Primeiro
vemos um amanhecer e perguntamos depois o que é, para que serve, para que nos
serve. O mesmo com a noite, com o riso, com a viagem ou o pranto.
Quem fez a
primeira pergunta? Quem proferiu a primeira palavra? Quem chorou pela primeira
vez? Porque é tão quente o sol? Porque se morre? Porque se ama? Porque há o som
e o silêncio? Porque há o tempo? Porque há o espaço e o infinito? Porque existo
eu? Porque existes tu? — Um dia, a escritora Clarice Lispector criou uma lista
interminável só com perguntas assim. Há um momento em que percebemos que as
perguntas deixam-nos mais perto do sentido, do aberto do sentido, do que as
respostas. Que as respostas são úteis sim, que precisamos delas para continuar
vivendo, mas que a vida transforma as próprias respostas em perguntas.
Que em
relação às coisas verdadeiramente importantes, em relação a essas poucas coisas
realmente importantes, a vida permite-nos que as escutemos duas vezes: primeiro
como resposta e só depois como pergunta. Primeiro vemos um amanhecer e
perguntamos depois o que é, para que serve, para que nos serve. O mesmo com a
noite, com o riso, com a viagem ou o pranto. O mesmo se passa com o amor.

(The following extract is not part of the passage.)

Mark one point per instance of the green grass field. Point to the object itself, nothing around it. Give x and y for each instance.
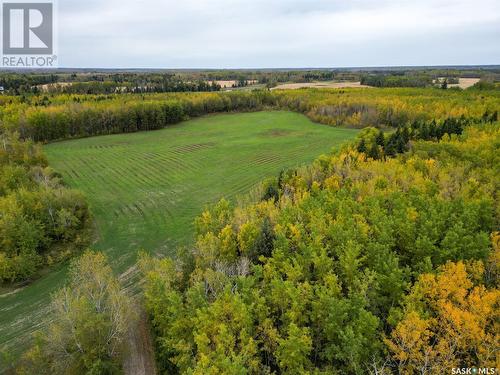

Primeiro amamos e depois, numa certa hora, perguntamo-nos: “O que é o amor?”. E
não perguntamos necessariamente por nos termos enganado ou por considerarmos
insuficiente a experiência que fazemos. Há uma pergunta que brota da escassez e
do desejo, mas há outra que nasce da plenitude. Como se a pergunta fosse o
tracejado que liga o instante do agora àquilo que é desde sempre, e une a
simples parte que enxergamos à totalidade que não chegamos a ver e da qual só
nos podemos abeirar em interrogação e espanto.
“Eu sou uma
pergunta” — dizia Clarice. Mesmo se vivemos rodeados de perguntas, as mais
preciosas são, porventura, aquelas que em silêncio nos acompanham desde o
princípio, aquelas que se confundem com o que somos, como o espinho no troço da
rosa ou como a rosa que, sem sabermos como, floresce no cimo improvável daquela
sucessão de espinhos. Deveríamos dedicar mais tempo a escutar essas perguntas
que pulsam no nosso interior, tantas vezes atropeladas pela vertigem, omitidas
pelo pragmatismo ou pelo medo, adiadas para um momento ideal que depois nunca
é. De entre os défices que depois mais nos pesam, está esta carência de escuta
interna, que evitamos por ser uma prática dolorosa, mas sem a qual também não
conheceremos essa espécie de alegria irreprimível, à maneira da que se prova
num parto. Não raro, essa escuta acontece abraçando a própria solidão,
encarando-a corajosamente como um dom que nos é dado e não como a sombra de uma
dívida para connosco.
Tenho sempre
acalentado a ideia de propor no final do ano aos meus alunos que, em vez de
construírem respostas, formulassem eles as perguntas essenciais à luz do
percurso que efetuamos. A transmissão do conhecimento, se ficar refém do
provisório saber que as respostas espelham, não cumpre no fundo a sua função.
Os alunos não são apenas gestores do adquirido, naquela mecânica estúpida do
decorar para esquecer, mas devem ser encorajados a tornarem-se, eles mesmos,
perguntadores. Quanto caminho e labor nos são requeridos para chegarmos a uma
pergunta. E ainda mais: para chegarmos à pergunta decisiva, àquela que
implicará um olhar novo sobre o problema, àquela que nos mobilizará, de
inteligência, alma e coração, nos caminhos da procura. Hospedar dentro de si uma
pergunta permite-nos apercebermo-nos da necessidade de não dar, sem mais, por
concluída a viagem. Ou não a darmos nunca. Onde julgamos que está o fim, o
movimento da vida afinal começa. E voltamos às perguntas fundamentais,
resumidas assim por Teódoto, em meados do século II: “Quem sou eu? De onde
venho? Para onde vou? A quem pertenço? Por que coisa posso ser salvo?”.